In Simbabwe hat das Finanzministerium die Rechtsgültigkeit der im Jahr 2025 eingeführten Getreideimportabgaben bestätigt. Diese Maßnahme, die unter dem Statutory Instrument 87 erlassen wurde, zielt darauf ab, die heimische Landwirtschaft zu unterstützen und den Bedarf an importiertem Getreide zu reduzieren. Trotz der Klage der Grain Millers Association of Zimbabwe (GMAZ), die die Abgaben als rechtlich nicht haltbar betrachtet, hat die Regierung ihren Kurs bekräftigt.
Die Abgaben sollen nicht nur lokale Landwirte schützen, sondern auch die Finanzierung von Bewässerungsprojekten ermöglichen, um die Agrarproduktion im Land zu steigern. Die GMAZ sah sich jedoch mit einem Rückschlag konfrontiert, nachdem neue Korrespondenz des Finanzministeriums die staatliche Unterstützung für die Abgaben bestätigte.
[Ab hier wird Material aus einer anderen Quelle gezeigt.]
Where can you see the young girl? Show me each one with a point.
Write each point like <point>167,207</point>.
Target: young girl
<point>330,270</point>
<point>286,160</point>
Analysten und Experten warnen jedoch, dass die fortwährenden finanziellen Belastungen durch die Abgaben die Verbraucherpreise in die Höhe treiben könnten, was die ohnehin angespannte wirtschaftliche Lage im Land weiter verschärfen würde. Diese Entwicklungen werden genau beobachtet, da sie weitreichende Auswirkungen auf die Ernährungssicherheit und die Wirtschaft Simbabwes haben könnten.